4 Y oí el número de los marcados con el sello: eran ciento cuarenta y cuatro mil procedentes de todas las tribus de Israel.

9 Después de esto, miré y vi una muchedumbre enorme que nadie podía contar. Gentes de toda nación, raza, pueblo y lengua; estaban de pie delante del trono y del Cordero. Vestían de blanco, llevaban palmas en las manos 10 y clamaban con voz potente, diciendo:

A nuestro Dios,
que está sentado en el trono,
y al Cordero se debe la salvación.

11 Y todos los ángeles que estaban de pie alrededor del trono, alrededor de los ancianos y de los cuatro seres vivientes, cayeron rostro a tierra delante del trono y adoraron a Dios, 12 diciendo:

Amén. Alabanza, gloria, sabiduría,
acción de gracias, honor,
poder y fuerza a nuestro Dios
por los siglos de los siglos. Amén.

13 Entonces, uno de los ancianos tomó la palabra y me preguntó:

14 Yo le respondí:

Y él me dijo:


La historia se va desarrollando poco a poco y está llegando a su término final. La apertura de los
«siete sellos» -tal como se describe en el Apocalipsis- impone un ritmo a esta duración y va mostrando sus componentes a medida que se revelan (capítulos 6ss). El fragmento de hoy se inserta entre el sexto y el séptimo -o sea, el último- sellos como una gran liturgia que, al mismo tiempo, crea expectativas y promesas para el futuro.

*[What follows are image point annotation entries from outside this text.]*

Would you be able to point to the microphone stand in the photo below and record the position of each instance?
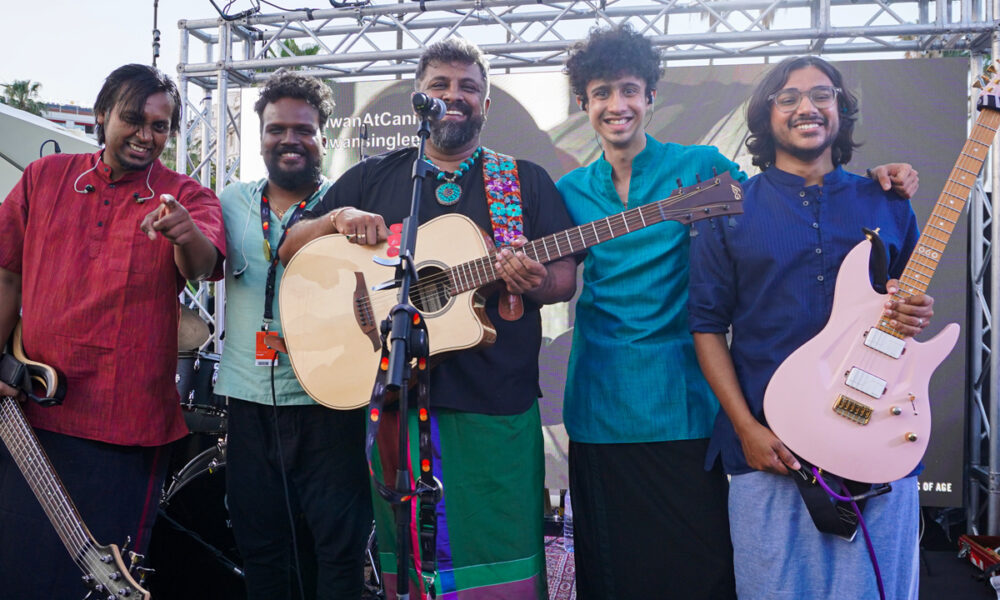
(405, 343)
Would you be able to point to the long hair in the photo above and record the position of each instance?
(128, 87)
(761, 140)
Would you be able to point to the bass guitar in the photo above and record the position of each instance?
(853, 400)
(104, 570)
(330, 311)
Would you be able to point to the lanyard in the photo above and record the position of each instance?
(271, 255)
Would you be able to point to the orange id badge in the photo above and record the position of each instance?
(264, 356)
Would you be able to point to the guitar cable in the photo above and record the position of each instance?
(846, 497)
(284, 483)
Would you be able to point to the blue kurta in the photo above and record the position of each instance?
(772, 276)
(238, 376)
(633, 375)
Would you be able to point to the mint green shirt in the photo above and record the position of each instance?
(633, 375)
(238, 376)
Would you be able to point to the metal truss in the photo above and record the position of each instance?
(383, 39)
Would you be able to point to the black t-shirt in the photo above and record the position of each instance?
(501, 379)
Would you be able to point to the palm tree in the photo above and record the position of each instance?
(23, 94)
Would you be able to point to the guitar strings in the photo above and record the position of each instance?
(49, 490)
(437, 289)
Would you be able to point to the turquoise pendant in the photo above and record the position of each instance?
(448, 193)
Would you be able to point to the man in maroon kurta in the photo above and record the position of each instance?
(94, 250)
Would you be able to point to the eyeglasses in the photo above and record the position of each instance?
(822, 96)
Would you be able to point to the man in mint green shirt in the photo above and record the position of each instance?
(284, 449)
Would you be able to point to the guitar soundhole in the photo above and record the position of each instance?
(431, 294)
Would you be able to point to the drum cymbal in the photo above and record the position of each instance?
(192, 332)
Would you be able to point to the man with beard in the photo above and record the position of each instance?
(94, 249)
(285, 453)
(803, 214)
(485, 421)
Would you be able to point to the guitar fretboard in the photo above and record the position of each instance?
(482, 271)
(923, 263)
(20, 440)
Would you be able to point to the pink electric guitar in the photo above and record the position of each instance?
(853, 400)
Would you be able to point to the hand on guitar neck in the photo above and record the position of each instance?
(908, 315)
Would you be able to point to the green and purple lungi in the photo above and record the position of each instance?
(489, 522)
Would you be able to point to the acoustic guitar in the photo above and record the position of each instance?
(330, 311)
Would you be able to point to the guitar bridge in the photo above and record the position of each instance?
(852, 410)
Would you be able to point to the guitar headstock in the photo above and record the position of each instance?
(990, 84)
(106, 575)
(719, 196)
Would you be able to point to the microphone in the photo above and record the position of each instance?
(428, 107)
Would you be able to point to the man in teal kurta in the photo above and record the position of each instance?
(637, 409)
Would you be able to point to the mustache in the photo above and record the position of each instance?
(811, 119)
(461, 106)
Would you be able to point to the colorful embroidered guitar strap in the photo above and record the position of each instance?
(503, 193)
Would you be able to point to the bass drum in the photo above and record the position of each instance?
(192, 551)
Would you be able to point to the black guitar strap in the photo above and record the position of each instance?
(830, 515)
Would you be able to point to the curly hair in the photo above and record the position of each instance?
(761, 140)
(609, 53)
(289, 84)
(128, 87)
(451, 50)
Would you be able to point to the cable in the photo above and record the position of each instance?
(284, 483)
(227, 17)
(41, 148)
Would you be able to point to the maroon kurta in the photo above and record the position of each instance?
(99, 298)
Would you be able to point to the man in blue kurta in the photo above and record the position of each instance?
(771, 278)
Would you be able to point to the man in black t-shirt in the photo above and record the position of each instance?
(485, 422)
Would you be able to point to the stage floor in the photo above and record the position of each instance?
(942, 575)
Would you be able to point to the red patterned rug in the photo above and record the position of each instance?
(561, 570)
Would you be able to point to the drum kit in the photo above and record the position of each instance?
(192, 547)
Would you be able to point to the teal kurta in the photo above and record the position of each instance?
(238, 376)
(633, 375)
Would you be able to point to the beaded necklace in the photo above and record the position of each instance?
(449, 192)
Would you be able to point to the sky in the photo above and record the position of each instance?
(70, 46)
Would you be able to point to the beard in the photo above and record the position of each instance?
(808, 154)
(449, 135)
(308, 175)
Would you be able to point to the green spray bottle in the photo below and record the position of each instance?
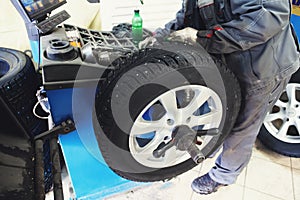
(137, 28)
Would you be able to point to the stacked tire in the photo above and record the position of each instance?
(18, 85)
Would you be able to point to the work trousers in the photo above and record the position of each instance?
(237, 147)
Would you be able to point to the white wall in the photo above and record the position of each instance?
(13, 32)
(155, 13)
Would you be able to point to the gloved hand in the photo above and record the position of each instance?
(187, 35)
(192, 36)
(148, 42)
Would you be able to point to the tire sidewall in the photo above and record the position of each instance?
(133, 90)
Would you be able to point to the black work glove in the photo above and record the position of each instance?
(194, 37)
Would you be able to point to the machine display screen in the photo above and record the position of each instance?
(39, 8)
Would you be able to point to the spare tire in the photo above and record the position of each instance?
(18, 85)
(151, 93)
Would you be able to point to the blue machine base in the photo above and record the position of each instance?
(90, 176)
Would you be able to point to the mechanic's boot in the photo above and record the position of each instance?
(205, 185)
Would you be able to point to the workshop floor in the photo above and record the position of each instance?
(269, 176)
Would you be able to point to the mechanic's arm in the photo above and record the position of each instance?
(258, 21)
(174, 25)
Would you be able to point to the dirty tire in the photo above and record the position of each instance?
(140, 78)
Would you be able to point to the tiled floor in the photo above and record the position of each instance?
(268, 176)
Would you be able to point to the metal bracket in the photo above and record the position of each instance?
(64, 128)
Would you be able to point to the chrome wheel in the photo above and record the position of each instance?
(283, 122)
(196, 106)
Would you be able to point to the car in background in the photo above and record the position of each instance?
(281, 128)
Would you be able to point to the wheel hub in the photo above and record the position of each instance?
(291, 113)
(203, 111)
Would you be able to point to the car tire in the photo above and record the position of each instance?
(280, 131)
(138, 84)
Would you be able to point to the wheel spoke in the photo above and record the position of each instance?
(291, 93)
(169, 102)
(208, 118)
(280, 104)
(283, 129)
(274, 116)
(170, 157)
(153, 144)
(142, 126)
(199, 99)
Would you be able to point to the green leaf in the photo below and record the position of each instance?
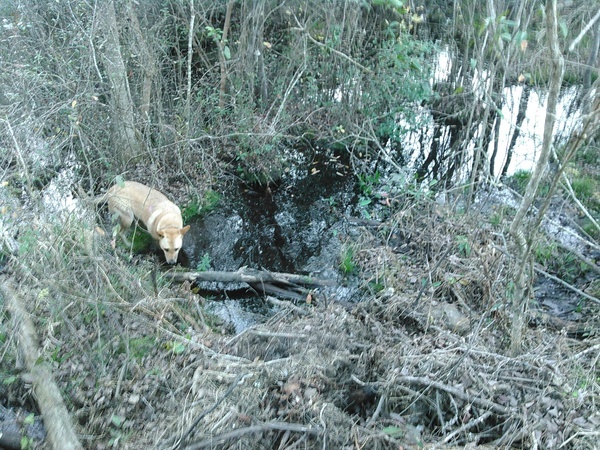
(9, 380)
(563, 28)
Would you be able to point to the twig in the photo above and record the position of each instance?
(286, 304)
(229, 391)
(236, 434)
(333, 50)
(458, 393)
(281, 335)
(467, 425)
(60, 429)
(432, 271)
(567, 285)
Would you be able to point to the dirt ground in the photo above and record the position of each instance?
(421, 362)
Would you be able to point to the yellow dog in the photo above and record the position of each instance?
(131, 200)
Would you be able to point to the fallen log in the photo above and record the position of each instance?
(287, 285)
(60, 430)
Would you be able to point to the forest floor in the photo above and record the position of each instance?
(422, 361)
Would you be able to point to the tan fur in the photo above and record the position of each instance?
(161, 217)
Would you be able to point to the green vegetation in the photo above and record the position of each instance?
(347, 260)
(407, 99)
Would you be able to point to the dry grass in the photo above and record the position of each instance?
(141, 365)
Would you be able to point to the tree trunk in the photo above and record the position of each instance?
(124, 134)
(523, 101)
(522, 233)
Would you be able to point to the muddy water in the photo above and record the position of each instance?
(297, 225)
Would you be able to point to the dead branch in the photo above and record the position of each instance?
(61, 432)
(287, 285)
(237, 434)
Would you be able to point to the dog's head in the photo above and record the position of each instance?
(170, 242)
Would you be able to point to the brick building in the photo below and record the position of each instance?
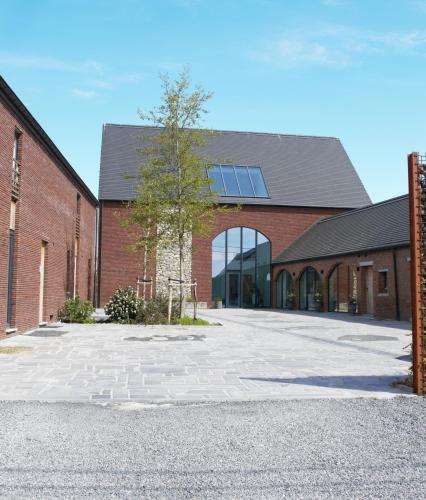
(47, 222)
(362, 256)
(283, 184)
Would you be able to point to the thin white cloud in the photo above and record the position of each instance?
(99, 84)
(84, 94)
(48, 63)
(334, 3)
(334, 46)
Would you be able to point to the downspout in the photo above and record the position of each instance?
(395, 273)
(97, 254)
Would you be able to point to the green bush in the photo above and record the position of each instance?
(123, 306)
(188, 321)
(76, 311)
(155, 311)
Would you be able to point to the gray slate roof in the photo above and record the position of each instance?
(298, 170)
(383, 225)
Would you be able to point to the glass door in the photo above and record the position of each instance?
(233, 295)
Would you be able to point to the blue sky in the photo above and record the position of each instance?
(345, 68)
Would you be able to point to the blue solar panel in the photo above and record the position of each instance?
(238, 181)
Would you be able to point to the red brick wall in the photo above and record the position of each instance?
(46, 211)
(281, 225)
(385, 306)
(119, 267)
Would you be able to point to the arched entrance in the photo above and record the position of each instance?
(284, 289)
(309, 288)
(241, 268)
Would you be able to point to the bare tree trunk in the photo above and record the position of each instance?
(180, 273)
(145, 259)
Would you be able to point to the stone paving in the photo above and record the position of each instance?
(254, 355)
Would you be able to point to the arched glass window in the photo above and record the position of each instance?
(309, 289)
(284, 288)
(241, 268)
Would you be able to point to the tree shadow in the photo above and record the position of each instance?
(348, 318)
(372, 383)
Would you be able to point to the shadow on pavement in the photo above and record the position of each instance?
(375, 383)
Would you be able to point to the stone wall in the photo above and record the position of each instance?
(168, 266)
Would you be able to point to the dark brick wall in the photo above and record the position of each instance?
(46, 211)
(119, 267)
(385, 305)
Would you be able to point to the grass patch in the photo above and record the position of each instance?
(188, 321)
(14, 349)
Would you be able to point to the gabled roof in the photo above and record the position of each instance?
(378, 226)
(17, 106)
(298, 170)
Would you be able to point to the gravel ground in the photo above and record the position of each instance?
(359, 448)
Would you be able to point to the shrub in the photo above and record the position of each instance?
(123, 306)
(187, 320)
(155, 311)
(76, 311)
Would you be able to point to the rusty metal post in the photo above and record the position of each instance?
(417, 306)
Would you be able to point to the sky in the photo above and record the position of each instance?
(352, 69)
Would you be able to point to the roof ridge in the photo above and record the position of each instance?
(366, 207)
(278, 134)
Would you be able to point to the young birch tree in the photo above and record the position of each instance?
(174, 186)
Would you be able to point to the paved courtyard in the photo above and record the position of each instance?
(253, 355)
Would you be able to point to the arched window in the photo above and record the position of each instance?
(241, 268)
(309, 290)
(284, 290)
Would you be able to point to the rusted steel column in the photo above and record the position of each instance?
(417, 306)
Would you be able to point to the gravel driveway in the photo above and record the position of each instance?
(254, 355)
(340, 449)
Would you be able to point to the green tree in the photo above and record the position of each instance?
(174, 198)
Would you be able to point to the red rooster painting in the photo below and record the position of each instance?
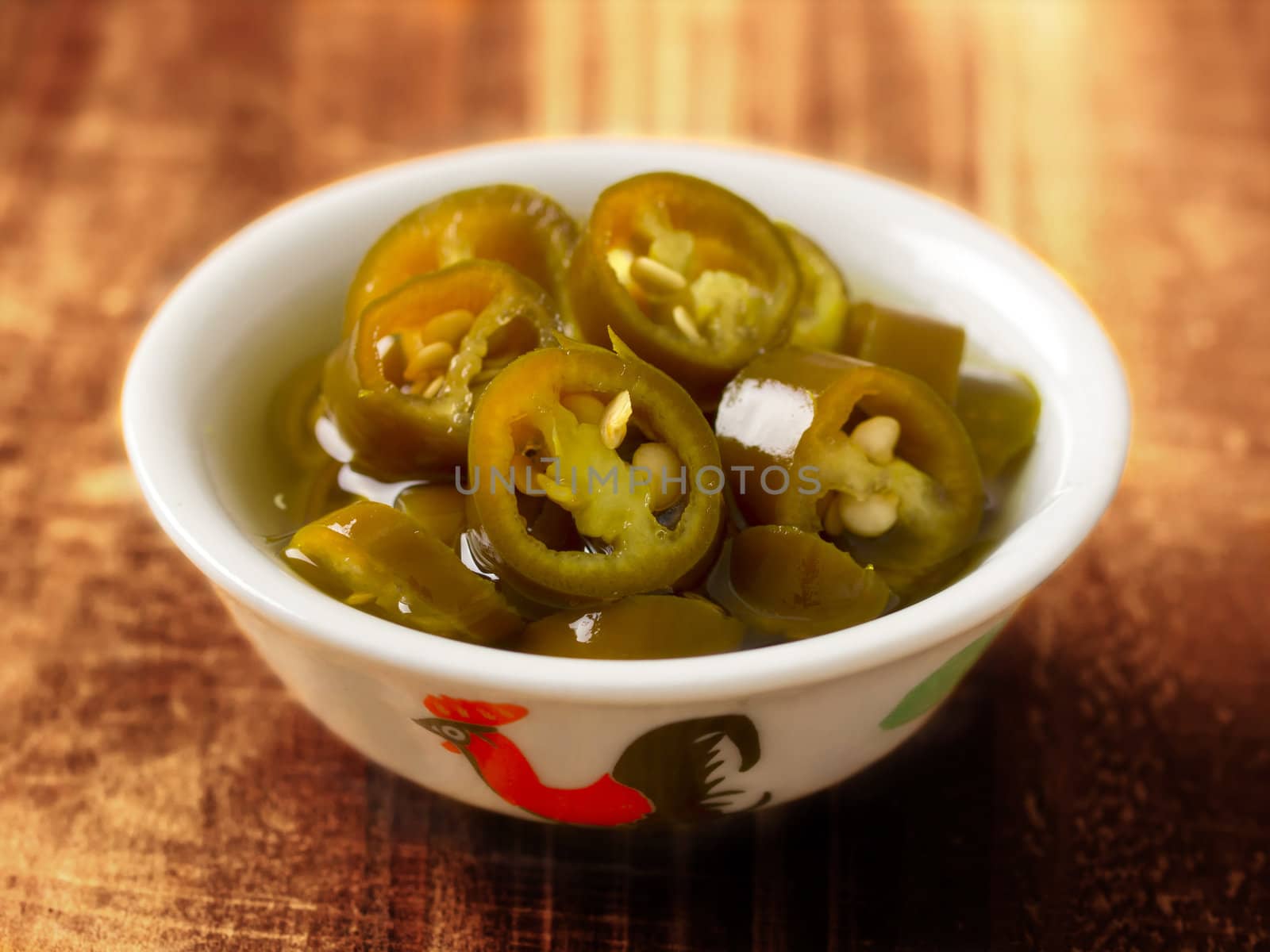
(681, 771)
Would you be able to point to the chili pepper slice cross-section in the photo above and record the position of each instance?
(402, 386)
(868, 455)
(511, 224)
(692, 277)
(615, 443)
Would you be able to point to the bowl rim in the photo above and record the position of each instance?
(1039, 546)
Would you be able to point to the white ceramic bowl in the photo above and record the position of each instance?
(543, 736)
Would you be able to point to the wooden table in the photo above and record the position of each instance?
(1103, 778)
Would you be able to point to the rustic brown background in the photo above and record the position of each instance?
(1102, 781)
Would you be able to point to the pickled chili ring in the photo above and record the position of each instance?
(793, 409)
(463, 323)
(692, 277)
(632, 550)
(520, 226)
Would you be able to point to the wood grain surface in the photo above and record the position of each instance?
(1102, 781)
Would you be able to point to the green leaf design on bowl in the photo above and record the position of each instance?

Esta liturgia celebra, en efecto, la salvación ya presente. Esa salvación está destinada a una «muchedumbre enorme» (v 9), a todos los «que vienen de la gran tribulación, los que han lavado y blanqueado sus túnicas en la sangre del Cordero» (v 14). Se trata, por consiguiente, de una salvación universal, abierta a todos, en particular a todos los que se han visto sometidos de algún modo por la persecución (thlipsis, «tribulación», se convierte en el signo de toda persecución) y salen de ella purificados.

Como premonición y como signo de esta salvación, aparece un grupo elegido marcado con «el sello del Dios vivo». No está claro lo que significa este sello (¿se trata de una cita de Ez 9,4?, ¿de la unción bautismal?, ¿de la cruz?). Probablemente resulta más fácil identificar a los «ciento cuarenta y cuatro mil» (v 4) que están marcados con él: son la plenitud del nuevo pueblo de Dios, el Israel renovado en todos sus componentes y puesto en la historia como signo de que el poder de Dios se revela en sus «servidores» (v. 3).

 

Segunda lectura: 1 Juan 3,1-3

Carísimos: 1 considerad el amor tan grande que nos ha demostrado el Padre, hasta el punto de llamarnos hijos de Dios; y en verdad lo somos. El mundo no nos conoce, porque no lo ha conocido a él. 2 Queridos, ahora somos ya hijos de Dios, y aún no se ha manifestado lo que seremos. Sabemos que, cuando se manifieste, seremos semejantes a él, porque lo veremos tal cual es. 3 Todo el que tiene en él esta esperanza se purifica a sí mismo, como él es puro.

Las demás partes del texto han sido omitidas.